O'Brien tells court of 'nasty' article
Businessman Denis O?Brien told the High Court today a newspaper article about his efforts to assist after the catastrophic earthquake in Haiti in 2010 was spiteful, grubby and offensive.
Businessman Denis O’Brien told the High Court today a newspaper article about his efforts to assist after the catastrophic earthquake in Haiti in 2010 was spiteful, grubby and offensive.
The article in the Irish Daily Mail was the opinion of the writer Paul Drury but it was based on poor research and was littered with mistakes, Mr O’Brien said.
Published by the Mail publishers, Associated Newspapers, the article was headlined: “Moriarty’s about to report, no wonder Denis O’Brien’s acting the saint in stricken Haiti”.
Mr O’Brien, chairman of the Digicel Group whose worldwide interests include hundreds of millions of investment in the mobile phone infrastructure in Haiti, says he was defamed in that article because it meant his involvement in the Haitian relief effort was a hypocritical act primarily motivated by self interest.
He claims it meant his work in Haiti was designed to distract attention from the pending final report of the Moriarty Tribunal into payments to politicians which made findings adverse to Mr O’Brien over the awarding of the country’s second mobile phone licence but which the businessman strongly disputes.
He is seeking damages over the article which he says caused him considerable distress and injury to his character and reputation. The Mail denies his claims and says the article was a piece of opinion honestly held and based on facts the author honestly believed were true.
On the first day of the case yesterday, Mr O’Brien told the court that Digicel had invested heavily in Haiti before the January 2010 earthquake. His company was very successful there, being one of its largest employers.
When news of the quake broke, he travelled to the capital Port au Prince where he witnessed devastation and chaos including the sight of thousands of people living on the side of the roads because their homes had been completely destroyed, he said.
His main focus initially was the situation of the company’s staff, seven of whom had lost their lives. After helping them, it was a question of assisting the wider community and trying to get some co-ordination between the aid agencies so as to deliver help most effectively.
During these first few days in Haiti, he gave an interview to RTÉ’s Charlie Bird who Mr O’Brien had assisted in getting onto a flight into Haiti because there were huge difficulties in doing so. In the interview, which lasted around three-and-a-half minutes, Mr O’Brien said the EU needed to get involved in the relief effort because it could not be all left to the Americans.
He returned to Ireland on January 19th and three days later, the Mail article was published.
“I thought it was a spiteful article and he (the writer Paul Drury) had no idea what was happening in Haiti.
“It was really offensive and I thought it was grubby in the sense the journalist was trying to make out that I was only there for public relations reasons because the Moriarty Tribunal report was coming out.
“I thought that was an insult to be honest.”
He believed a reference in the article about him “popping up” alongside Charlie Bird was incorrect as he had at most spent 10 to 15 minutes in Mr Bird’s company during several days in Haiti after the quake.
If Mr Drury had rang his office before publishing the article, he would have been told he had a closer interest in Haiti than in most of the other countries Digicel had invested in, visiting it every five or six weeks before the quake and 29 or 30 times after it.
“To go to Haiti is to get involved and see how can you do something to make it better.
“That sounds very grandiose but investment in a country will transform it, it may take years but if you can get investors in with a functioning education system, you can change the country,” he said.
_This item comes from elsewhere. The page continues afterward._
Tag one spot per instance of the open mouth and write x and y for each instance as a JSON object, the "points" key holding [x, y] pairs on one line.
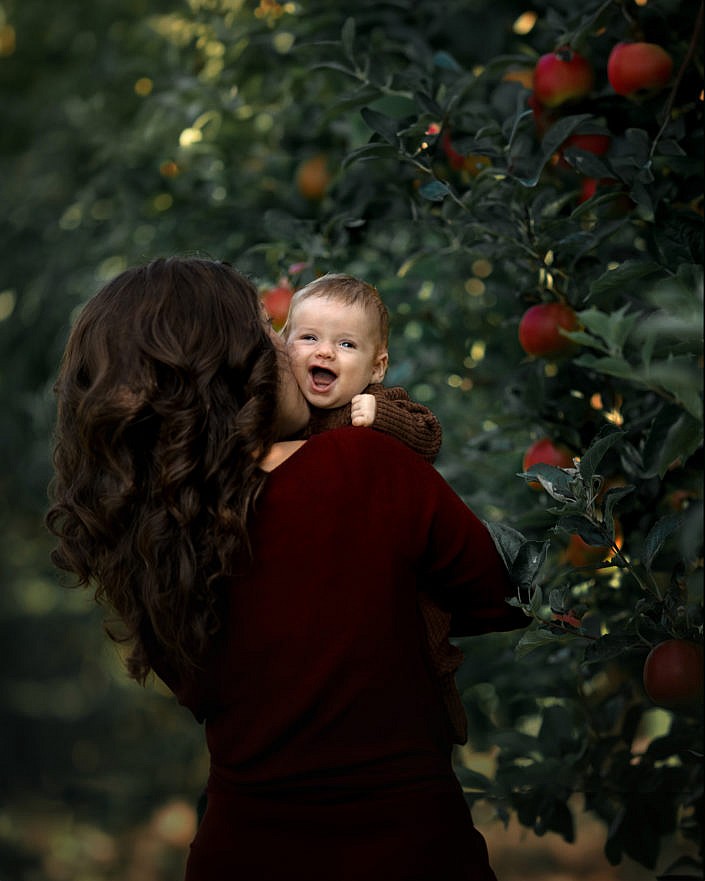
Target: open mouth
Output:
{"points": [[321, 378]]}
Since the quake, Digicel has been involved in building 150 schools and re-training its teachers, he said. He also said that unlike other foreign direct investment in places like Haiti which “robbed the place and did no good”, his was a different form of capitalism..
Asked by his counsel Paul O’Higgins about a reference in the article to this being an effort to deflect attention from the impending Moriarty report, Mr O’Brien said he was trying to do good in Haiti and to suggest such could not be further from the truth.
He said he was brought into the tribunal over an 11-year period during which even his wife’s medical records were opened up. While he accepted Mr Justice Moriarty had a difficult job to do, he had commented on the draft final report, as others had done, including asking question about the cost of the tribunal and what was being paid to the barristers.
He did not accept what Mr Drury had said in the article that he (O’Brien) could expect to be publicly humiliated by the tribunal report.
There was no finding of him being corrupt and while there were findings adverse to him, he did not agree with them and he was very strong in detailing why he did not agree.
Cross-examined by Oisín Quinn SC, for Associated Newspapers, Mr Drury, and for its editor and editor in chief at the time of the publication who are also defendants, Mr O’Brien said while Mr Drury may believe the article was an opinion piece, it was based on facts which “were obviously not well researched.
“To create an opinion, you need a basis to make it and you need a certain amount of research.”
Asked if he still thought it was a “nasty mean spirited” article, as had been it had been described in a letter from Mr O’Brien’s solicitor seeking an apology and retraction, Mr O’Brien said: “Among other things, yes.”
The case continues before Ms Justice Elizabeth Dunne and a jury of six men and six women.